El Instituto Nacional de Estadística y Censos (INDEC) puso en marcha una nueva metodología para medir la inflación en la Argentina, mediante una actualización integral del Índice de Precios al Consumidor (IPC) que modificará la canasta de bienes y servicios y redefinirá las ponderaciones de cada rubro, con el objetivo de reflejar de manera más fiel los hábitos de consumo actuales de los hogares.
Este cambio en la medición de la inflación comenzará a impactar en los datos oficiales que se difundirán a mediados de febrero, ya que la decisión marca el cierre de un ciclo metodológico que llevaba más de siete años sin alteraciones sustantivas, al considerar que la última actualización del IPC había quedado desfasada frente a las transformaciones profundas en la estructura del gasto familiar, en un contexto atravesado por cambios tecnológicos, variaciones en los precios relativos y una mayor incidencia de servicios que hoy ocupan un lugar central en la vida cotidiana.

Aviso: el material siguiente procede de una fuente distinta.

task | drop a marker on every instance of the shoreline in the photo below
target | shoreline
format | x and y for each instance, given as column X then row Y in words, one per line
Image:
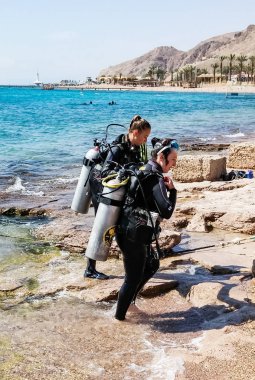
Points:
column 215, row 88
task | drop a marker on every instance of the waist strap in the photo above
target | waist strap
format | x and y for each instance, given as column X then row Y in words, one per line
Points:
column 110, row 202
column 87, row 162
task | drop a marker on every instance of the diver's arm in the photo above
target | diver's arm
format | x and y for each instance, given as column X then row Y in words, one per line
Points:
column 113, row 157
column 164, row 203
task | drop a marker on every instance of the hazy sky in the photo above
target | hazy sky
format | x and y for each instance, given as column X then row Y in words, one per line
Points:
column 73, row 39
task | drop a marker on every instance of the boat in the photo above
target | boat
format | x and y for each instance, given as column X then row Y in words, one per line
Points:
column 37, row 82
column 239, row 92
column 48, row 86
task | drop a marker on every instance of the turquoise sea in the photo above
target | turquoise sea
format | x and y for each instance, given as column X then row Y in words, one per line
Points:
column 44, row 134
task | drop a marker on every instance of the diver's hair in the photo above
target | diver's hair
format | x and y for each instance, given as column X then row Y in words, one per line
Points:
column 139, row 123
column 161, row 143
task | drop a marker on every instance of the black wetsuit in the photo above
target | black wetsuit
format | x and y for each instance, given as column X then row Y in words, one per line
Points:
column 121, row 152
column 139, row 261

En tanto, el nuevo esquema fue diseñado por el INDEC durante 2025 bajo la conducción de Marcos Lavagna y, si bien su desarrollo técnico se inició a comienzos de ese año, su aplicación efectiva quedó supeditada a la evaluación y validación del Ministerio de Economía, que realizó pruebas internas durante varios meses para analizar su consistencia y el impacto
potencial sobre las mediciones mensuales.